Decisions on process data

Simon Zambrovski
Holisticon Consultants

--

© PantheraLeo1359531

Introduction

Control flow and data flow form the essence of business processes expressed in BPMN 2.x. Data is loaded during the execution of service tasks, provided as user input in user tasks and is possibly changed during event correlations. In general, process automation using a process engine relies on data accessible to the process instance to drive the execution. Modern process engines offer an API for access instance-specific data.

But data is not data… I would like to share some thoughts on data modeling, scoping, naming, strategies of loading, serialization and implementation patterns on and around data in Camunda BPM engine. In my opinion it is advisable to think about those questions and make decisions for every process application (or even standardize them over the organization).

For example, Camunda BPM stores the entire instance-specific data inside so-called Process Variables (a key-value pair with variable name as a key and its value as value). Process Variables can be accessed via Java API (provided by the RuntimeService) or using expressions from BPMN model. The variables in Camunda are accessible in different scopes. The top-most scope is global, meaning that the variable is globally accessible and has the same value. An execution (e.g. a branch) defines its own scope and you may choose to set a variable in this local scope only (The concept maps to the concept of local variables in Java).

Process Data Loading Strategies

One of the first questions you should think of is “How much data do I want to load and how often?”. This question addresses data stored and available via some external storage, so we are not speaking about data generated and required by the process only. There are two extremes possible: references only and full.

If you decide to store references as process variables, you store only (immutable) foreign keys, pointing to some externally stored data records. The main idea of this approach is that your process engine loads data from external source every time it needs it and gets a current version.
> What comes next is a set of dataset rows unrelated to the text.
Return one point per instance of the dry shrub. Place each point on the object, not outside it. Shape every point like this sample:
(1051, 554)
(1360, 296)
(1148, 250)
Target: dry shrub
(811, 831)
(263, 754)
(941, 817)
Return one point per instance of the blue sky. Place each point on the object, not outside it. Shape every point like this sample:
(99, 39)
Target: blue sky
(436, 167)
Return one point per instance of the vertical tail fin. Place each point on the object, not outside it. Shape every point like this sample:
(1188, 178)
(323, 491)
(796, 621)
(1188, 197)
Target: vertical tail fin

The footprint of your process variables is small. The disadvantage is, that you need to pre-load data for every single process step, debugging and operation is difficult (since data is not available in Cockpit and is not stored in history). The advantage is that you won’t have any issues with redundancy, synchronization, privacy and other issues resulting from data copying.

The opposite approach is to load all data from external sources and store them in process variables. The main advantage is that the data is available for service delegates, user tasks, operation and debugging. The footprint is large and you the size of history may get into trouble. The synchronization and privacy can be challenging, since you are creating snapshots of the external source and store them.

Finally, you may decide to mix this two approaches. Some data that is not a subject of frequent change may be loaded once and some other data may be loaded every time it is needed. Again, this is fully OK to do so, just make sure you have a clear understanding when to do what.

Process Data Storage Strategies

Independently from loading data from external source, your application needs to store data in Process Variables. This can be done by using either flat or rich variables.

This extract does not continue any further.